Erstmals seit der Saison 2005/06 werden die Leventiner wieder um den NLA-Titel und nicht gegen den Abstieg aus der höchsten Liga spielen. Nach dem 2:1-Overtimesieg gegen die ZSC Lions beträgt der Vorsprung auf das neuntklassierte Lausanne neun Punkte. Lausanne weist aus den Direktbegegnungen gegen die punktgleichen Davos, Lugano und Ambri lauter negativ Bilanzen vor.

Nur noch ein Wunder bewahrt den EV Zug vor dem Gang in die Platzierungsrunde. Der SC Bern, der gegen die Rapperswil-Jona Lakers zu einem problemlosen Heimsieg (6:0) kam und aktuell den letzten Playoff-Platz belegt, hat neun Punkte Vorsprung auf die Innerschweizer.
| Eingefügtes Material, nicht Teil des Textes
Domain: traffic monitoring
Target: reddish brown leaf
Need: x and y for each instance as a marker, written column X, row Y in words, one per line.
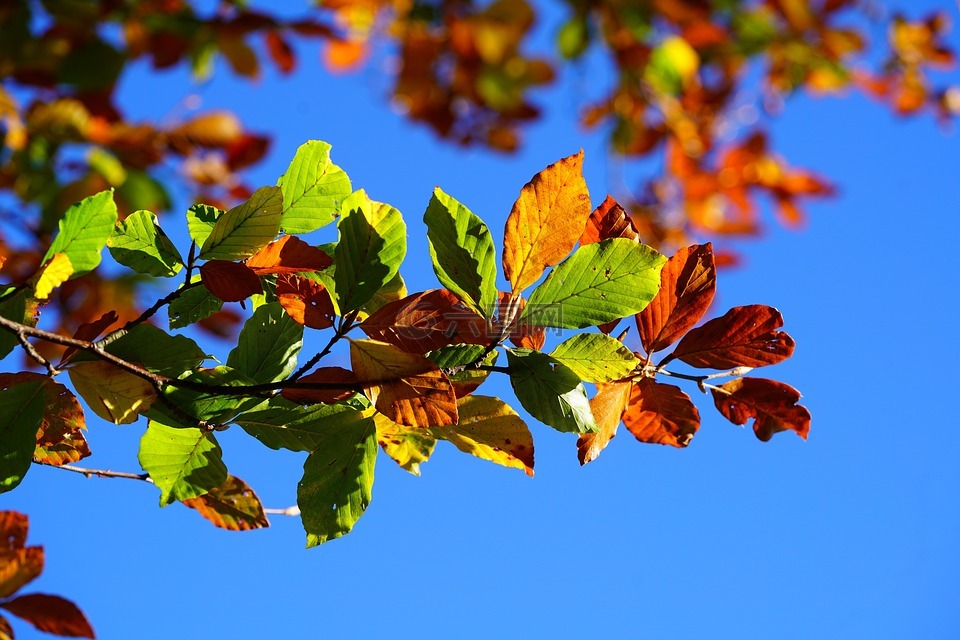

Der letzte Funken Hoffnung ist die positive Bilanz gegen den SCB. Mit einem Sieg aus den letzten drei Spielen hätte auch Servette sein Playoff-Ticket auf sicher. Einen grossen Schritt Richtung Top 8 machten die Genfer durch das 5:2 gegen die Kloten Flyers.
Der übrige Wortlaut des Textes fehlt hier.